セカンド・ファーストラブ
当たり前かのように、未来にはずっと伊澄くんがいるって信じて疑わなかった。

私、どこかで伊澄くんに愛想つかされるようなことしちゃったのかな。


ぐるぐると負の感情が頭の中を無限ループする。無限ループから抜け出せないまま、ドアの開く音がして伊澄くんが戻ってきたことに気づく。


「杏寿どうしたの?ドライヤーするよ?」


その声に咄嗟に目元の雫を拭って、極力視線を合わさないように「うん、おねがい」と言った。

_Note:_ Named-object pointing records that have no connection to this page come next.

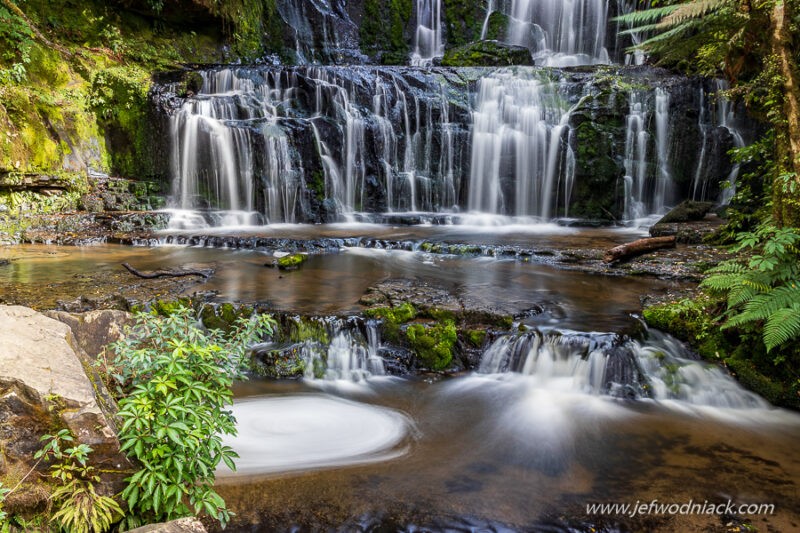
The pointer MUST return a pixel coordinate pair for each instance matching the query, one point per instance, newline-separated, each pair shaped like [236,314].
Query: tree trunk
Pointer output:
[786,202]
[632,249]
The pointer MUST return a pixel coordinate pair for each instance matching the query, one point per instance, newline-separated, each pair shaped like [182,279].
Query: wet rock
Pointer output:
[487,53]
[279,361]
[94,330]
[686,211]
[689,232]
[181,525]
[43,385]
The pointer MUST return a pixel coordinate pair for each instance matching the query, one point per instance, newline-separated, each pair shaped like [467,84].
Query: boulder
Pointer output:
[488,54]
[44,386]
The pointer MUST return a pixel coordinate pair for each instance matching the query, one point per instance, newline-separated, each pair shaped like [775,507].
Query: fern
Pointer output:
[764,289]
[646,16]
[763,306]
[691,11]
[783,325]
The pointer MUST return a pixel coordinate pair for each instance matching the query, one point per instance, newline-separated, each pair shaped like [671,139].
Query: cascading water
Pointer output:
[428,39]
[322,144]
[349,356]
[560,32]
[656,368]
[636,141]
[519,148]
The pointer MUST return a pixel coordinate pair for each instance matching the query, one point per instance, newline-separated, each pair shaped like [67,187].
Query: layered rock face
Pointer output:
[44,387]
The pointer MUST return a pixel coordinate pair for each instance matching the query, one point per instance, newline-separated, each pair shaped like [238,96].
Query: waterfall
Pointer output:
[727,120]
[635,162]
[663,184]
[349,356]
[592,363]
[322,144]
[560,32]
[428,40]
[520,128]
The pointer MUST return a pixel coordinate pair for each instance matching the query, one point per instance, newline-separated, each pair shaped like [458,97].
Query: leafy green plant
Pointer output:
[80,509]
[176,378]
[765,286]
[3,515]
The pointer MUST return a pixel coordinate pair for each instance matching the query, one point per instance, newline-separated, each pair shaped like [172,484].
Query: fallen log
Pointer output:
[639,247]
[167,273]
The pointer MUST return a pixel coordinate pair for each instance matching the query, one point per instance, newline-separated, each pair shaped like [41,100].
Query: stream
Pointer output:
[564,414]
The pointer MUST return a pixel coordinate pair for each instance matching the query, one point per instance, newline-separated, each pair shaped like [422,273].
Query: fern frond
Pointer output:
[741,294]
[645,16]
[723,282]
[763,306]
[727,266]
[673,33]
[782,326]
[691,11]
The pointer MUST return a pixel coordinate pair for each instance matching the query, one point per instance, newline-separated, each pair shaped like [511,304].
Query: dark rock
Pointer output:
[686,211]
[487,53]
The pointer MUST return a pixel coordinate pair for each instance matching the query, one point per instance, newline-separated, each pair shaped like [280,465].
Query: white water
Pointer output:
[598,364]
[428,39]
[304,432]
[560,33]
[519,137]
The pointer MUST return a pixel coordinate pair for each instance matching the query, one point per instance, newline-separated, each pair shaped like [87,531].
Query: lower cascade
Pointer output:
[323,144]
[599,364]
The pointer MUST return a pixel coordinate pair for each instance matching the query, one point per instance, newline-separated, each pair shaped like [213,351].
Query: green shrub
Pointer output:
[79,508]
[433,344]
[176,379]
[764,288]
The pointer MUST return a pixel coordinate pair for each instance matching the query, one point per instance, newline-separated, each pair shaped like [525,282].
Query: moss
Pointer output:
[433,344]
[486,53]
[475,337]
[392,318]
[223,316]
[291,261]
[384,30]
[302,329]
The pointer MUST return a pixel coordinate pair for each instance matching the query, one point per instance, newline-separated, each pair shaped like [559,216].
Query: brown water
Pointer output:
[328,283]
[504,454]
[468,453]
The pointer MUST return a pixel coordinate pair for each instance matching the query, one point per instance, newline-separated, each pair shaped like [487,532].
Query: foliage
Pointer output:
[80,509]
[3,515]
[177,379]
[765,287]
[710,32]
[16,41]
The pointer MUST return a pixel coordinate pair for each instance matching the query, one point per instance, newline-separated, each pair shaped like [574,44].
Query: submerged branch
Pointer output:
[167,273]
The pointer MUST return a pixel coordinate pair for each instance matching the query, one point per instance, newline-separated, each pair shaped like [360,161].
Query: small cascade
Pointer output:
[717,126]
[726,119]
[635,162]
[323,31]
[428,39]
[519,145]
[593,363]
[560,33]
[663,183]
[349,356]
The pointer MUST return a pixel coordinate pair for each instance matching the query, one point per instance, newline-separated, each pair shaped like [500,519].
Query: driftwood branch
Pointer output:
[642,246]
[167,273]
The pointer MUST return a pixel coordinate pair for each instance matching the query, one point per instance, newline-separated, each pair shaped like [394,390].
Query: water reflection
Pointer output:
[334,282]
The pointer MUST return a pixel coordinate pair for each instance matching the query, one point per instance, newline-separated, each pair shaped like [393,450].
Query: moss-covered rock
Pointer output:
[433,344]
[487,53]
[741,351]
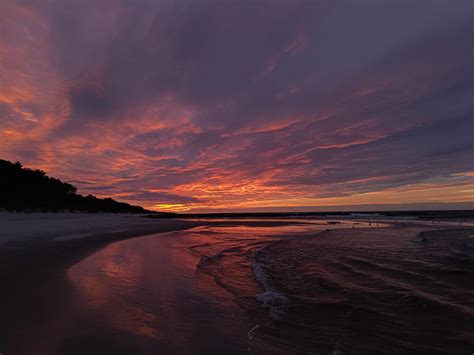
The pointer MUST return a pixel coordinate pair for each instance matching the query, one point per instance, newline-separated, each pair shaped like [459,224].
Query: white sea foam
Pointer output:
[271,298]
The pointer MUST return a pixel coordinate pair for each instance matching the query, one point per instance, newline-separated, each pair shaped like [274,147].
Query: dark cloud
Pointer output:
[221,100]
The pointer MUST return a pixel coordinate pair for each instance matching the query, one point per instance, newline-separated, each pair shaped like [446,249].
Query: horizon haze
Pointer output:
[204,106]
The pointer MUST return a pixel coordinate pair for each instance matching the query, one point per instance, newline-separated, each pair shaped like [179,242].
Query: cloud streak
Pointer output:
[185,105]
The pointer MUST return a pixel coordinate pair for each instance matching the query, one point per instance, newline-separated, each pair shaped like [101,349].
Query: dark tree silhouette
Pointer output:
[23,189]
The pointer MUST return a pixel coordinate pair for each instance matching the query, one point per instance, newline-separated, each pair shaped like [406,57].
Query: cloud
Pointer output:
[219,105]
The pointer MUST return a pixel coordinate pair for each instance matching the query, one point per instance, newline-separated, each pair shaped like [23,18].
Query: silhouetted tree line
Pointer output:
[23,189]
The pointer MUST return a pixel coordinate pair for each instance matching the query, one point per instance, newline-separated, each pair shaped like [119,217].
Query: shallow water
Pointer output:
[260,288]
[185,292]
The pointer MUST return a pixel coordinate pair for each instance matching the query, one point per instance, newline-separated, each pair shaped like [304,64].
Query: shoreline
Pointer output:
[34,272]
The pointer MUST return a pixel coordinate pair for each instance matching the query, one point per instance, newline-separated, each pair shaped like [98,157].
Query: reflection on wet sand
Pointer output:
[167,292]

きっと今目を見たら、思ってること全部言っちゃいそうで。


「·····どうした?なんか元気なくない?」


すぐにいつもと様子が違うって気づいてくれるとこ、こういう状況なのにやっぱり好きだなって思ってしまうから余計に辛かった。


「·····別になんでもないよ」

「うそ、なんでも良くなさそうだから言ってるんじゃん」

「なんでもないって言ってる」



ああ、この流れはだめだ。頭の片隅ではちゃんとわかってるのに。



「なんで言わないの?俺に言えないことがあんの?」



伊澄くんのいつもの穏やかで優しい声より少し尖った、ちょっと不機嫌な声。その声を聞いた瞬間制御していた気持ちが溢れ出す。



「·····隠し事してるの、伊澄くんでしょ」

「え?」


怪訝そうな、まるで心当たりなんてありませんとでも言うような態度。チロリと視線を上げて顔を伺えば、眉を顰めて不可解そうに顔を歪めていた。



「·····私、見ちゃったから。伊澄くん浮気、してるでしょ」

「·····は?」

「伊澄くんのスマホにLINEきたの、見えちゃったの。女の人からで明日楽しみにしてるって」



またじわりと瞳に薄い水の膜が張る。面倒な女だって思われてるんだろうな。